Lest we judge the people of Nazareth too harshly, we must look at our own longings for restoration and renewal or our attempts to claim God’s promises and love for ourselves, while selectively extending them to those whom we deem worthy or acceptable. How often have we envied the perceived blessing of others around us by God and longed for God to move in our situation as the people of Nazareth expect of Jesus? Can we bear to hear and see today the radical nature of God’s grace? Can we begin to lean into the leading of the Holy Spirit as we reach out in hope to our enemies and friends, inviting them into the same grace that is transforming and holding us? Can we broaden our horizons, see beyond our resentment and prejudice, listen for the voice and leading of the Holy Spirit among those whom we have written off or ignored? Or maybe, where we are right now is in the mob, attempting to push Jesus off of the edge of the cliff because we struggle to hear and see the kingdom come among us, let alone welcome it.
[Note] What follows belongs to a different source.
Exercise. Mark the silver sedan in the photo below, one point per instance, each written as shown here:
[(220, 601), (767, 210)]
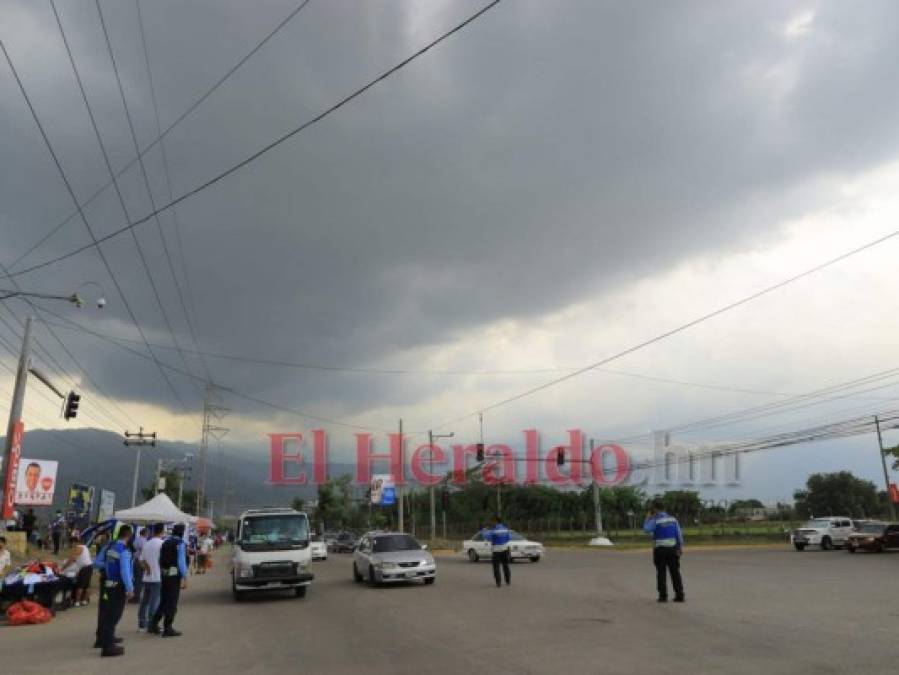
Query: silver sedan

In an era of intense polarization, disagreement, and demonization, can we begin to see the grace of God working in those who seem furthest from our point of view? I think especially this week of the news report that President Biden had a special military unit attack the home and kill the leader of ISIS, a supposedly necessary casualty among many in an on-going conflict with an organization that has no allegiance to a particular nation-state. What does the creative peacemaking of the stories of Elijah and Elisha inspire in us in moments like these when we are almost always told that the best solution to our struggle with our enemies is violence through guns, bombs, drones, and soldiers? If Jesus has come to bring the good news of liberation, freedom, hope, peace, and vision to all people, even those we consider below such dignity and grace, how can we be the hands and feet of Jesus? Even today, we seek to hear and see the kingdom come in us, among us, and through us as we carry on the mission of our Lord Jesus.